C’est pourquoi je publie ce texte : pour montrer comment une tentative ambitieuse d’expliquer les probabilités – celle de Richard von Mises – a finalement échoué, et pourquoi l’approche moderne, portée par Andreï Kolmogorov, s’est imposée.
Comprendre cette évolution permet de mieux saisir les limites et les forces des modèles qui influencent nos décisions, qu’il s’agisse de gérer des risques, d’anticiper l’avenir ou simplement de mieux interpréter les statistiques qui façonnent notre quotidien.
Philippe Pied
Richard von Mises : Pourquoi sa théorie des probabilités a-t-elle échoué ?
Au début du XXe siècle, la science des probabilités a connu un moment clé : elle a cherché à se fonder sur des règles précises, ce qu’on appelle une axiomatique. Parmi ceux qui ont tenté cette aventure figure Richard von Mises, un mathématicien autrichien qui, en 1919, proposa une vision originale des probabilités. Pourtant, malgré son originalité, sa théorie n’a pas réussi à convaincre complètement. Pourquoi ?
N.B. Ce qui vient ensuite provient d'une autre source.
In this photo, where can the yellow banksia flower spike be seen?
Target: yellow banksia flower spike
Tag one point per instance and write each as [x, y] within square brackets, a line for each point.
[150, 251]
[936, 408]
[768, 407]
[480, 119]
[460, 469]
Une idée simple mais problématique : le « collectif »
La théorie de von Mises repose sur une idée intuitive appelée le « collectif ». Selon lui, la probabilité d’un événement (par exemple, obtenir un 6 en lançant un dé) se mesure en répétant l’expérience un très grand nombre de fois et en observant combien de fois l’événement survient. Si après beaucoup de lancers le 6 apparaît environ une fois sur six, alors la probabilité serait précisément cette limite observée.
Mais pour être valide, cette idée reposait sur deux principes stricts :
- La fréquence de l’événement doit approcher une limite précise lorsqu’on multiplie les expériences.
- Cette limite ne doit pas changer, même si on ne prend en compte qu’une partie spécifique des observations.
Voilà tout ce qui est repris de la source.